A Comissão Parlamentar de Inquérito que investiga o mau uso das autorizações contidas em projetos que tiveram por objeto os precatórios, a exemplo de comissões anteriores, ocupa amplo espaço nos jornais, rádios e televisões.
Apesar do resultado positivo já alcançado, em função de ter tornado pública uma manobra que visava desviar dinheiro do erário para o bolso de particulares inescrupulosos, ela, a CPI, suscita vários debates, sendo o principal deles o da competência em razão da matéria.
A CPI foi criada por meio do requerimento número 1.101, de 1996, para, no prazo de 90 dias, apurar irregularidades relacionadas à autorização, à emissão e à negociação de títulos públicos estaduais e municipais, nos exercícios de 1995 e 1996, no que diz respeito à existência de documentação forjada e irregularidades nos pedidos e concessões de autorização para emissão de títulos públicos, feitos ao Senado Federal pelos Estados e municípios. E ainda a existência de dolo ou culpa nos procedimentos de autorização, emissão e negociação de títulos estaduais e municipais.
Portanto, fatos determinados no âmbito dos municípios e dos Estados, conforme explicitado no requerimento assinado por senadores em número suficiente para constituir a CPI.
Incluí-me entre os signatários por entender que esse é o posicionamento do governo, ou seja, o de investigar a fundo atos que devam ser esclarecidos à sociedade.
Recentemente, o ministro da Fazenda, Pedro Malan, teve a oportunidade de afirmar que a CPI tem um objetivo definido rigorosamente dentro do que dispôs o pedido inicial dos senadores. E, se todo o sistema financeiro fosse investigado, estaríamos perdendo foco e caminhando pouco.
Com propriedade, o ministro concluiu que, quando absolutamente tudo está sob investigação, nada está sob investigação.
A CPI, com o desenvolvimento das ações investigatórias, está atingindo inteiramente o objeto a que se propôs, qual seja, o de apurar negócios escusos à margem dos precatórios.
No entanto, a posição de alguns, demonstrada em pronunciamentos e entrevistas, de que a comissão deveria avançar na investigação de negócios praticados no sistema financeiro, não encontra respaldo legal no requerimento que deu origem às apurações.

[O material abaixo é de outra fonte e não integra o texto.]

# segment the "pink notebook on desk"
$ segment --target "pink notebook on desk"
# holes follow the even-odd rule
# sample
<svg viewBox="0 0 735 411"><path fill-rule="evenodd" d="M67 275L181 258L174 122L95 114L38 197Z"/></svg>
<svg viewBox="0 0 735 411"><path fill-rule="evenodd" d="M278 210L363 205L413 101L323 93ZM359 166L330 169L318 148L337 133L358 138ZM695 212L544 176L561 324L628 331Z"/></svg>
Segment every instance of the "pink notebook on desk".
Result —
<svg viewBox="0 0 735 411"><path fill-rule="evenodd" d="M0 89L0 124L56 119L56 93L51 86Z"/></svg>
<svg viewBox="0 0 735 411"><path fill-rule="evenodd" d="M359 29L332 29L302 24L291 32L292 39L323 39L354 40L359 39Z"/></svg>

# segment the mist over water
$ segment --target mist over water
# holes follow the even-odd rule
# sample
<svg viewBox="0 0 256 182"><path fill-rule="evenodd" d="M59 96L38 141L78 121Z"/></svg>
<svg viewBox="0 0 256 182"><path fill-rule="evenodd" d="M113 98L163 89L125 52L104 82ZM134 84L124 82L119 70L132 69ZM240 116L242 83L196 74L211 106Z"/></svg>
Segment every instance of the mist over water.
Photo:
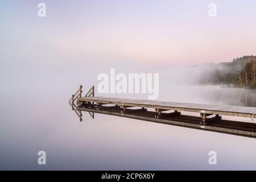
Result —
<svg viewBox="0 0 256 182"><path fill-rule="evenodd" d="M43 65L37 74L31 71L6 77L10 81L0 91L2 96L7 96L1 104L0 168L255 169L254 138L97 113L92 119L85 112L80 122L68 100L79 84L84 85L84 92L92 85L97 86L97 75L109 73L110 67L97 71L85 65L74 67L65 75L65 67ZM159 73L160 101L255 106L254 90L196 85L187 68L151 72L150 67L124 67L117 68L117 72ZM100 96L147 98L147 94L136 94ZM250 118L238 119L251 122ZM40 150L46 152L46 166L37 163ZM214 166L208 164L211 150L217 154Z"/></svg>

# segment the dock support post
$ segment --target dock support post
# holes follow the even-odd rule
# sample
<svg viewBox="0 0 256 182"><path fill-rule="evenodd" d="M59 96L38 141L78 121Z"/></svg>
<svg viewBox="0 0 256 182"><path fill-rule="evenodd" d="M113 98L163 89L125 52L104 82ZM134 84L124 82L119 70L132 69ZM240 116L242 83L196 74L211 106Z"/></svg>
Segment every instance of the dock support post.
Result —
<svg viewBox="0 0 256 182"><path fill-rule="evenodd" d="M206 121L207 121L207 118L206 118L206 114L205 113L202 113L202 122L203 122L203 125L205 126L206 124Z"/></svg>

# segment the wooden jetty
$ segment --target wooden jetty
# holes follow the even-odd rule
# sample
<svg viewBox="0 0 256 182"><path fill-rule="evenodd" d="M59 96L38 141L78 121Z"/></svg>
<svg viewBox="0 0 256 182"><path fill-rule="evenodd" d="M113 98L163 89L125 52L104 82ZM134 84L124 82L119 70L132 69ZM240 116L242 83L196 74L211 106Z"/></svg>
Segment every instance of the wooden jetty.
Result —
<svg viewBox="0 0 256 182"><path fill-rule="evenodd" d="M256 107L229 105L189 104L163 102L151 100L125 99L94 97L93 86L82 96L82 86L72 95L69 103L79 112L99 113L129 118L168 123L206 130L222 132L246 136L256 137L256 124L253 123L228 121L222 115L230 115L254 118ZM77 106L75 104L75 101ZM111 105L112 106L106 105ZM134 107L137 109L134 109ZM148 111L148 108L154 111ZM173 111L167 113L166 111ZM77 114L81 121L81 113ZM181 111L197 113L199 117L184 115ZM153 117L154 116L154 117ZM209 116L213 116L209 118ZM94 115L93 115L94 117Z"/></svg>

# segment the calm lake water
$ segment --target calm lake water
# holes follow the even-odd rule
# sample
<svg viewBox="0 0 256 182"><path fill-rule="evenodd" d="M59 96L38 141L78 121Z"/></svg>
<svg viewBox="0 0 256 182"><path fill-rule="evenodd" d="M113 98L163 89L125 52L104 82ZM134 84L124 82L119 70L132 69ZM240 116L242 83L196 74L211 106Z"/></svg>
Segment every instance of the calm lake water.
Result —
<svg viewBox="0 0 256 182"><path fill-rule="evenodd" d="M2 91L1 169L256 169L254 138L86 112L80 122L68 103L77 85L25 85L7 97ZM253 90L166 85L159 100L255 106ZM46 166L38 164L40 150ZM208 164L212 150L217 165Z"/></svg>

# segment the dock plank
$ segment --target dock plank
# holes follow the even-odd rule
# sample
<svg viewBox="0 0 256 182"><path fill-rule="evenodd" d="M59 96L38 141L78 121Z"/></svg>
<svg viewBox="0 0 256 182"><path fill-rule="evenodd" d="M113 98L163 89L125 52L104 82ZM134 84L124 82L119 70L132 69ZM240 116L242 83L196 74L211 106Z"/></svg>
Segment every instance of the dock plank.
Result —
<svg viewBox="0 0 256 182"><path fill-rule="evenodd" d="M177 110L179 111L196 113L201 113L203 111L207 114L250 118L255 118L256 117L256 107L255 107L163 102L105 97L79 97L77 101L94 102L104 104L114 104L127 106L137 106L171 110Z"/></svg>

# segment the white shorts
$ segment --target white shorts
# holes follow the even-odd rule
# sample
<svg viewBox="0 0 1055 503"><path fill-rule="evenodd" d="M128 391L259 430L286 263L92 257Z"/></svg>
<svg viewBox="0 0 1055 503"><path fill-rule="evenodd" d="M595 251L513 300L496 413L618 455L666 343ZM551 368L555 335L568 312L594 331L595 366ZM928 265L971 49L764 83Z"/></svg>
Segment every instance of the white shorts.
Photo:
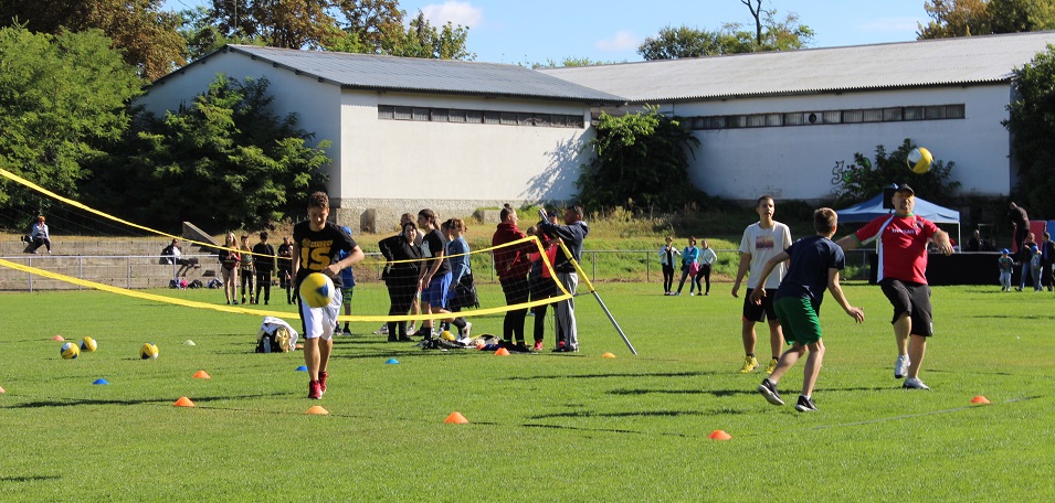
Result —
<svg viewBox="0 0 1055 503"><path fill-rule="evenodd" d="M304 339L334 339L337 315L340 314L341 292L334 290L334 300L325 308L312 308L300 299L300 321L304 323Z"/></svg>

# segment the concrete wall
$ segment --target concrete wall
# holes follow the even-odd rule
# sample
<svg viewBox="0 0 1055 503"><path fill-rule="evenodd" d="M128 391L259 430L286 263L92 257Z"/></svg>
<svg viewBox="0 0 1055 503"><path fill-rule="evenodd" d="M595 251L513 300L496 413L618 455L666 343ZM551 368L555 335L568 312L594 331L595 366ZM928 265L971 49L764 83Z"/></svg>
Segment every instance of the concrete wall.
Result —
<svg viewBox="0 0 1055 503"><path fill-rule="evenodd" d="M956 162L952 178L963 194L1000 196L1010 193L1013 176L1010 136L1000 125L1009 97L1003 84L666 104L661 109L689 117L964 104L966 119L695 131L701 145L690 178L711 195L738 201L763 193L823 199L835 188L836 163L853 164L855 152L874 159L877 145L889 152L910 138L936 160Z"/></svg>

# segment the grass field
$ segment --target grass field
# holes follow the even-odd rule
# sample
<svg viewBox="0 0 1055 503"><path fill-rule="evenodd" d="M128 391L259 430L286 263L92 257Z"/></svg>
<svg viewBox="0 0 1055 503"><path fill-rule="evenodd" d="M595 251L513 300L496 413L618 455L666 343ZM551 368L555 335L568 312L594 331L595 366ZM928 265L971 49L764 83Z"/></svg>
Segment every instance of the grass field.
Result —
<svg viewBox="0 0 1055 503"><path fill-rule="evenodd" d="M928 393L893 377L878 287L847 286L867 319L854 325L829 297L820 410L799 414L755 392L760 373L736 372L729 287L674 298L600 285L639 356L589 295L578 354L550 353L551 330L545 353L499 357L388 344L369 334L377 323L355 324L320 402L305 398L302 353L253 353L260 318L94 291L0 295L0 501L1055 497L1055 295L936 288ZM382 297L357 291L356 311L381 312ZM91 335L99 351L61 360L55 334ZM138 360L147 341L158 360ZM792 403L801 376L800 363L781 382ZM970 405L975 395L992 404ZM181 396L197 407L173 407ZM330 414L306 415L313 405ZM443 424L454 410L470 424ZM708 439L716 429L732 439Z"/></svg>

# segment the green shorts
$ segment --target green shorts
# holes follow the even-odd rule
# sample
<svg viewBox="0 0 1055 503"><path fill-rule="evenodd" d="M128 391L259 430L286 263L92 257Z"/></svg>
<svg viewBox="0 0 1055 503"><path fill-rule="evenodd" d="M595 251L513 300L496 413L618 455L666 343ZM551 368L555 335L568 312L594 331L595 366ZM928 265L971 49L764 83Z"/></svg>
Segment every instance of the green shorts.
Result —
<svg viewBox="0 0 1055 503"><path fill-rule="evenodd" d="M782 297L773 302L777 318L789 344L810 345L821 340L821 320L806 297Z"/></svg>

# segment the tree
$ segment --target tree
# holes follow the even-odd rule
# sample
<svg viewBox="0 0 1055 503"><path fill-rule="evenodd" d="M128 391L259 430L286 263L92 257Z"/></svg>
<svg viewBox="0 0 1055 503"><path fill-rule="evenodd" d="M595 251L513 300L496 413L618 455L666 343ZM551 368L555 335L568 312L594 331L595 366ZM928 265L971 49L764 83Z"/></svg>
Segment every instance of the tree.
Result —
<svg viewBox="0 0 1055 503"><path fill-rule="evenodd" d="M924 10L931 21L919 24L919 40L1055 28L1055 0L928 0Z"/></svg>
<svg viewBox="0 0 1055 503"><path fill-rule="evenodd" d="M0 26L17 22L38 33L98 29L113 39L125 61L155 79L186 63L181 18L163 0L0 0Z"/></svg>
<svg viewBox="0 0 1055 503"><path fill-rule="evenodd" d="M832 170L835 175L832 183L836 185L835 203L840 206L857 204L882 194L883 190L890 185L901 183L908 183L917 193L927 194L928 200L939 204L951 203L960 189L960 182L950 179L956 163L935 160L930 164L930 171L916 174L905 162L908 152L915 148L916 145L906 138L900 147L889 154L886 147L877 145L875 162L861 152L854 153L854 164L837 165Z"/></svg>
<svg viewBox="0 0 1055 503"><path fill-rule="evenodd" d="M650 107L613 117L602 113L593 152L576 181L577 197L591 207L675 210L703 193L688 181L688 156L699 139L676 118Z"/></svg>
<svg viewBox="0 0 1055 503"><path fill-rule="evenodd" d="M98 30L51 35L0 29L0 164L75 195L85 174L82 163L127 129L126 104L141 85ZM35 211L35 200L0 185L0 205Z"/></svg>
<svg viewBox="0 0 1055 503"><path fill-rule="evenodd" d="M1040 215L1055 214L1055 45L1015 68L1015 99L1003 121L1019 163L1015 200Z"/></svg>
<svg viewBox="0 0 1055 503"><path fill-rule="evenodd" d="M212 228L262 228L302 211L323 189L329 141L309 147L297 116L278 117L266 79L219 75L186 109L140 114L114 154L95 165L95 205L141 214L171 227L191 221Z"/></svg>
<svg viewBox="0 0 1055 503"><path fill-rule="evenodd" d="M741 0L747 1L747 0ZM752 9L752 13L753 13ZM782 21L776 11L761 11L757 31L743 30L740 23L725 23L718 31L666 26L655 38L645 39L637 54L645 61L741 54L758 51L790 51L813 42L814 32L799 22L799 14L788 13Z"/></svg>

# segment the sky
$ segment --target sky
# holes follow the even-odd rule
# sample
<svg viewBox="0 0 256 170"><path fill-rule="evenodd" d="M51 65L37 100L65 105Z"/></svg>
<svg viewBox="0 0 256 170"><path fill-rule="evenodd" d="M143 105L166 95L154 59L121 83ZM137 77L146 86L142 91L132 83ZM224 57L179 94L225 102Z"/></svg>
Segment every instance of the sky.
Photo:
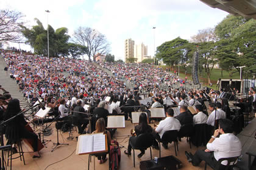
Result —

Além disso, cada comissão é uma comissão. Esta foi criada para discutir precatórios. Deve se limitar a essa matéria.
Para criar uma CPI que investigue o sistema financeiro é fundamental constatar um fato concreto dentro do sistema. Sem isso, não há o que cogitar. Nem falar em extensão de comissão. A que está em vigor deve cumprir seu dever, pois tem prazo definido. Cumprido seu ciclo, encaminha suas conclusões para o Ministério Público, para os fins previstos na lei.
É importante frisar também o trabalho da imprensa, que tem sido investigativa.
Mas os membros da comissão não podem perder de vista uma coisa: a CPI tem poderes judicantes. E qualquer prejulgamento feito por intermédio dos veículos de comunicação poderia colocar em risco todo o trabalho da comissão.
Não podemos partir para o perigoso terreno do prejulgamento, sob pena de dar a alguns dos atingidos o direito de recorrer a medidas judiciais. Esse cuidado é fundamental.
Portanto, a CPI deve apurar os fatos, e, se houver fato determinado no sistema financeiro, pinçá-lo para outra investigação. Com o amadurecimento institucional por que passa o Brasil, devemos, no mínimo, ter bom senso.